Shallow and Deep Neural Networks
Shallow neural networks are networks that possess only a few hidden layers. Deep neural network possess a potentially very large number of hidden layers. The reason why a large number of hidden layers increases the capabilities of a neural network is based on the principle that data can be represented at different levels of abstraction. Lower levels of abstraction are used closer to the input layer, and higher levels of abstraction are used closer to the output layer. Accordingly, deep neural networks can extract features from data at increasingly higher levels of abstraction. Training such a large number of layers has become possible thanks to improvements in learning algorithms and back propagation.
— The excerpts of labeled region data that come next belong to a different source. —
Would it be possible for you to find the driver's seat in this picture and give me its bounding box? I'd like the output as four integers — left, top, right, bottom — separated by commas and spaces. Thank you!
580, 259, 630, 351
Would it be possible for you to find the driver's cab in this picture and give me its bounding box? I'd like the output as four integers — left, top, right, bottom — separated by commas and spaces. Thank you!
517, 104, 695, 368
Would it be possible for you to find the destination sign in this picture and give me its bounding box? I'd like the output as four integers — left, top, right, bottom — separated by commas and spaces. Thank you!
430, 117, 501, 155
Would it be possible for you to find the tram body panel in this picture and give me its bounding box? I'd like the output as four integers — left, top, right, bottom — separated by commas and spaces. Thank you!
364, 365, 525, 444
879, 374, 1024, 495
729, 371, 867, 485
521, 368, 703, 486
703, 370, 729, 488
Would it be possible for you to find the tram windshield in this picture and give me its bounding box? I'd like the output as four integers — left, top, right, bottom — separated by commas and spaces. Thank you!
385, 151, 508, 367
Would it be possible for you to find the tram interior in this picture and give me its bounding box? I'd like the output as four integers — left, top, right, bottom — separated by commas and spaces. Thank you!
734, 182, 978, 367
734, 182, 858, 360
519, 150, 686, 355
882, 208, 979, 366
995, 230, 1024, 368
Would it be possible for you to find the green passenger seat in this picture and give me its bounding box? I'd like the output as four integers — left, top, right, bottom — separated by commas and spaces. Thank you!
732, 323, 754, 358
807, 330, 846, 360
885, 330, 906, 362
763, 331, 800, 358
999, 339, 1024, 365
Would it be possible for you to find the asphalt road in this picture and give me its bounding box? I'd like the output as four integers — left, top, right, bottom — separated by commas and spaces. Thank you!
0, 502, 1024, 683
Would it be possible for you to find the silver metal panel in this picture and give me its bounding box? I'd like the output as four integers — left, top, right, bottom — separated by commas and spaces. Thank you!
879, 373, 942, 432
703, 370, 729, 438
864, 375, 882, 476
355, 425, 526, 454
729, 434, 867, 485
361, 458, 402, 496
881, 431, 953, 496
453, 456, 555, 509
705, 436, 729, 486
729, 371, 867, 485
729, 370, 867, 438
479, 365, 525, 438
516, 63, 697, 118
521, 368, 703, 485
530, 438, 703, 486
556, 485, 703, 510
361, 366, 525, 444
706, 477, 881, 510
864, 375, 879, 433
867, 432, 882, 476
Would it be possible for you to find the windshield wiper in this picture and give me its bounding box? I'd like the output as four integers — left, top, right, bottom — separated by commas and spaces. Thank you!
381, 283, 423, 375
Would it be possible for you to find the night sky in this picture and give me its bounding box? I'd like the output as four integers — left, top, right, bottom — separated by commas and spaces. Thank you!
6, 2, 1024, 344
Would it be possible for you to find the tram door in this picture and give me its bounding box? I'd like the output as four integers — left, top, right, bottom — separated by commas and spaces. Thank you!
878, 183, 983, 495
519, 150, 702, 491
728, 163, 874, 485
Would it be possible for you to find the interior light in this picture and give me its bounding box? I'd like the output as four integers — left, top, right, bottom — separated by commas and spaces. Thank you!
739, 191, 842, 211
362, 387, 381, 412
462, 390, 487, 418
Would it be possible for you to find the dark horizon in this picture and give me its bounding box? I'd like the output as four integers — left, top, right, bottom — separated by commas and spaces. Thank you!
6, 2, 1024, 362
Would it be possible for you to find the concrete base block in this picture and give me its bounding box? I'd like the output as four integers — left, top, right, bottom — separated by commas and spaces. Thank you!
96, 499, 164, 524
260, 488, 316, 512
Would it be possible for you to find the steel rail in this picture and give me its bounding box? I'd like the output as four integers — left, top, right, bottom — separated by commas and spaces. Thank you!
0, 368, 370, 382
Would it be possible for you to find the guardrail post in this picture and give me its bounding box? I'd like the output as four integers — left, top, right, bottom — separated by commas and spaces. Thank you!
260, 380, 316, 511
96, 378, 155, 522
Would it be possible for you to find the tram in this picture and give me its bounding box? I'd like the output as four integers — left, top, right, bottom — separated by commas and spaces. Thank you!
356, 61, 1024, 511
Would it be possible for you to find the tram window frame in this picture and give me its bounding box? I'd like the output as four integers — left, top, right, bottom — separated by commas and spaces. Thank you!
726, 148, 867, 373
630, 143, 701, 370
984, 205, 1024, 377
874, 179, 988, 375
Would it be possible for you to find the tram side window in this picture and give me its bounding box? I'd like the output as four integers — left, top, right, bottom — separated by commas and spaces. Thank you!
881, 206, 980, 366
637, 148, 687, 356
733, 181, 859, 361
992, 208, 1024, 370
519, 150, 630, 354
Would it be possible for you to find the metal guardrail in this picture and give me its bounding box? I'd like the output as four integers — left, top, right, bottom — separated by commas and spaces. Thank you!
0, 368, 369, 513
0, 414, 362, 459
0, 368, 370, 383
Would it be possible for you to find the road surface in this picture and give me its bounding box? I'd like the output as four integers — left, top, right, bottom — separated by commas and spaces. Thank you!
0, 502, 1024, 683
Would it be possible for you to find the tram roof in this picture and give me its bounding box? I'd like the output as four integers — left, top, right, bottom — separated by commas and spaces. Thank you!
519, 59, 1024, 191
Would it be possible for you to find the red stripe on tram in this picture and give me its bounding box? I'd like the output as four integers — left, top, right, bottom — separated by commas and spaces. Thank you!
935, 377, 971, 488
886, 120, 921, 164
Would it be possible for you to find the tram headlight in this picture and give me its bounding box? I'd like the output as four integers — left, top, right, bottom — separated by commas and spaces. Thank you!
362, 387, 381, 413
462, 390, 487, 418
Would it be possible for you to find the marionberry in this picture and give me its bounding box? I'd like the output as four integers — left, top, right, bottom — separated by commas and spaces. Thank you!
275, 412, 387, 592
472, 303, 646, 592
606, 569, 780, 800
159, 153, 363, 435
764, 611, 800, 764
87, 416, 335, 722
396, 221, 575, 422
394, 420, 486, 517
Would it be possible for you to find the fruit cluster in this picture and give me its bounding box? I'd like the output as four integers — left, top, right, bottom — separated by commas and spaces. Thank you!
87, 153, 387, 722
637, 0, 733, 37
But Deep Learning is more than a simple improvement and upscaling of existing algorithms. Deep Learning has also introduced more diverse network types. This includes network types that are particularly suitable for dealing with temporal data or spatial data. Thanks to these additional network types, Deep Learning can be used in many end-to-end learning scenarios.
End-to-End Learning
Traditional machine learning made it possible to replace some components of a data processing pipeline that were previously programmed by hand with algorithms that are trained on data. Since traditional machine learning models cannot handle high dimensional unstructured data such as raw video images or raw audio, many hand programmed algorithms are still required to pre-process raw data and extract low dimensional features from it. These features can then be passed into a machine learning model. With Deep Learning, machine learning models can be created that are sufficiently powerful to directly deal with raw data. Accordingly, the feature extraction step no longer needs to happen before data is passed into the model. Rather, this step happens within the model and is learned by model alongside all the other data processing aspects during training. Training such a model on raw data is called End-to-End learning.
Recurrent Neural Networks
Conventional artificial neural networks have no notion of time or sequence. These networks don’t take into account the sequence in which data instances are presented to them. Accordingly, these networks cannot learn sequential dependencies and correlations. But such dependencies play an important role in many domains such as language or music. In spoken or written language, it is obvious that the form and choice of a word depends on other words that have appeared earlier in a sentence. Conventional artificial neural networks are not able to capture this.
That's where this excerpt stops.